Mais que a cegueta da filha, Epifânia prometera a si mesma manter vigilância constante sobre as atividades do genro e assim que uma voz feminina diferente atendeu ao telefone do apartamento, ela se despachou para a Praia da Costa. Foi recebida com mil gentilezas e um esplendido almoço, temperado com os elogios de Quiabo: “Viu, dona Epifânia, como cozinha bem a moça que eu arrumei?” A resposta de Epifânia veio gelada como o sorvete da sobremesa: “É, na cozinha tô vendo que ela é boa, resta saber como é a bondade dela nos outros cômodos da casa.” Quiabo fez-se ofendido: “Quê isso, sogrinha, larga de desconfiança! Juro que meu relacionamento com a moça é puramente profissional!” Epifânia olhou-o em silêncio, mas preferiu não encompridar a conversa. Terminando o sorvete, despediu-se e caiu fora.

Na manhã seguinte, ao voltar do costumeiro banho de praia, Quiabo encontrou a empregada aflita: “Sabe o faqueiro de prata que usamos ontem no almoço pra agradar sua sogra? Sumiram três garfos.” Quiabo quase teve um chilique: “Droga, como fui esquecer? A jararaca gananciosa vivia babando pelo faqueiro! Ah, ladrona, pensa que vou deixar barato? Pois tá muito enganada!” Quiabo correu para o computador e escreveu um e-mail para Epifânia (com, pura maldade, cópia para a esposa em Miami): “Querida sogrinha, não estou querendo dizer que a senhora pegou ou querendo dizer que a senhora não pegou nossos talheres de prata, mas o fato é que eles desapareceram logo após o almoço de ontem.”

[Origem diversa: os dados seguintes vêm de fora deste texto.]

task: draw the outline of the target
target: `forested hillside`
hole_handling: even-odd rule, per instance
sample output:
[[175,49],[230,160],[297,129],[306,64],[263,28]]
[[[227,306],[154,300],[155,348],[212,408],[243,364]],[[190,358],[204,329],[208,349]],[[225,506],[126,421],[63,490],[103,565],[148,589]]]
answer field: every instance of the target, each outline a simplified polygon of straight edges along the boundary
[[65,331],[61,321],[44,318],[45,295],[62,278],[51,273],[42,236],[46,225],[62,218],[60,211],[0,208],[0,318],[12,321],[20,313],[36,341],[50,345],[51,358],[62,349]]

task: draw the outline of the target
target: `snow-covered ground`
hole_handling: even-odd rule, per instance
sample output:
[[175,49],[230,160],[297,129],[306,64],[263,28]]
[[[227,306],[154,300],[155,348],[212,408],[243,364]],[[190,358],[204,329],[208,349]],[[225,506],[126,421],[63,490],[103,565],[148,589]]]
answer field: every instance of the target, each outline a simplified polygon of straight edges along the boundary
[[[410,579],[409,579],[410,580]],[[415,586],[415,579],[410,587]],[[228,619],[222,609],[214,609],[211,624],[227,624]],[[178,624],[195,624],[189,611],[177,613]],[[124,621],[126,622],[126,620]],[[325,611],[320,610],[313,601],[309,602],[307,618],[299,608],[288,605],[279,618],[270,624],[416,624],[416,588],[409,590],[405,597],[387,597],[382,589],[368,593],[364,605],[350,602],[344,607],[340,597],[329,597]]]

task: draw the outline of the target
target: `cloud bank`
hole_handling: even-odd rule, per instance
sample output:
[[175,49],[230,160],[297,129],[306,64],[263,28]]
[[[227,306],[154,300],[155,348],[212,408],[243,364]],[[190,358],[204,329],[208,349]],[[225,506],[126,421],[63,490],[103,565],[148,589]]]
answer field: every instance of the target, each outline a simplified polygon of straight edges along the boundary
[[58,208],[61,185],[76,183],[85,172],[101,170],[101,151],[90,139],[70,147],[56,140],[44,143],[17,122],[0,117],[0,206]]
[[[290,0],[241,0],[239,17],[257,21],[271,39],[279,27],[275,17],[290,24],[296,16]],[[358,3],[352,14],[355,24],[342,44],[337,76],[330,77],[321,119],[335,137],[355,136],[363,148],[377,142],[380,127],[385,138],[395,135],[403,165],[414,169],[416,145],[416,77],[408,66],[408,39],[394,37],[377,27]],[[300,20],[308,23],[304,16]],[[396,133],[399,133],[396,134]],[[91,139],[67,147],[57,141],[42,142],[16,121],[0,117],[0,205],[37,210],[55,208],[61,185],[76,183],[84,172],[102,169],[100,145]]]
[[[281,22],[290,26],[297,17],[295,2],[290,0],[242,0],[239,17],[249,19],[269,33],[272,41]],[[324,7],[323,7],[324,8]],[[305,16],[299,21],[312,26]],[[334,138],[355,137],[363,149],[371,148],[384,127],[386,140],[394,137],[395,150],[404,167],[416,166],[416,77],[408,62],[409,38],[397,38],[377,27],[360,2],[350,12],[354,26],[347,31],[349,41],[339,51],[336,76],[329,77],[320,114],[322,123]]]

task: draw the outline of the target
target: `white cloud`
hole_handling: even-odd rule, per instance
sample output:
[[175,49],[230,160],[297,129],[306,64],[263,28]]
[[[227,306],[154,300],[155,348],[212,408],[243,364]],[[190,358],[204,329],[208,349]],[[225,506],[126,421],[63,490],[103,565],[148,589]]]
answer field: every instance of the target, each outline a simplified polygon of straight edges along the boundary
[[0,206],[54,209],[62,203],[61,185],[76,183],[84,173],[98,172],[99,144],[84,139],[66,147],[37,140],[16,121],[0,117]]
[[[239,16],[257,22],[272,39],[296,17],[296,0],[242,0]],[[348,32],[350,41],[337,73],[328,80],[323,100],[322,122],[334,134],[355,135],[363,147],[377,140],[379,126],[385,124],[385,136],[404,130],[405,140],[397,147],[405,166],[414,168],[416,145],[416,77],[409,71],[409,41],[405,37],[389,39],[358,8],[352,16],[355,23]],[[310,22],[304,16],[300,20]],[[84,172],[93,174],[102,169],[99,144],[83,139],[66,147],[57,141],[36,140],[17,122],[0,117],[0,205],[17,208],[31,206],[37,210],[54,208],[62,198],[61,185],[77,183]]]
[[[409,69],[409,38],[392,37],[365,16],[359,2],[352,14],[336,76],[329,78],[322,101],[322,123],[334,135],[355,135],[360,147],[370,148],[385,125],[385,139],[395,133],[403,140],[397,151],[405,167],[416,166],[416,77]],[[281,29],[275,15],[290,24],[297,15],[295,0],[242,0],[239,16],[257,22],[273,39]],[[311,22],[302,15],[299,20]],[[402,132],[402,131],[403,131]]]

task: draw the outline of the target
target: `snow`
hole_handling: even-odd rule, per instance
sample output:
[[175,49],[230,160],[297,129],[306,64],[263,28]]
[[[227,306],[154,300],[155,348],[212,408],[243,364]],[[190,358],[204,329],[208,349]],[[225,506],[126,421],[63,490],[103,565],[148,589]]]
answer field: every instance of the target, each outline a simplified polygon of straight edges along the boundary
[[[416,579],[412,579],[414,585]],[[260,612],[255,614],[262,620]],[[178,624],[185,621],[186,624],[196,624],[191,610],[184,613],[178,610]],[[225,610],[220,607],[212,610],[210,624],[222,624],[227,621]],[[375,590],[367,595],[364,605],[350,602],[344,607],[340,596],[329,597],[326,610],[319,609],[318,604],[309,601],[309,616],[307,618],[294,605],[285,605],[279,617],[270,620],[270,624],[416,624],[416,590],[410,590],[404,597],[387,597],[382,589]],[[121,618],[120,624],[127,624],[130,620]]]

Meia horinha depois chega o e-mail resposta de Epifânia (com, maldade pura, cópia para a filha em Miami): “Querido genro, não estou querendo dizer que você dorme ou querendo dizer que você não dorme com a empregada, mas o fato é que, se ela estivesse dormindo no quartinho dela, já teria achado debaixo dos lençóis de sua cama os três garfos que eu coloquei lá.”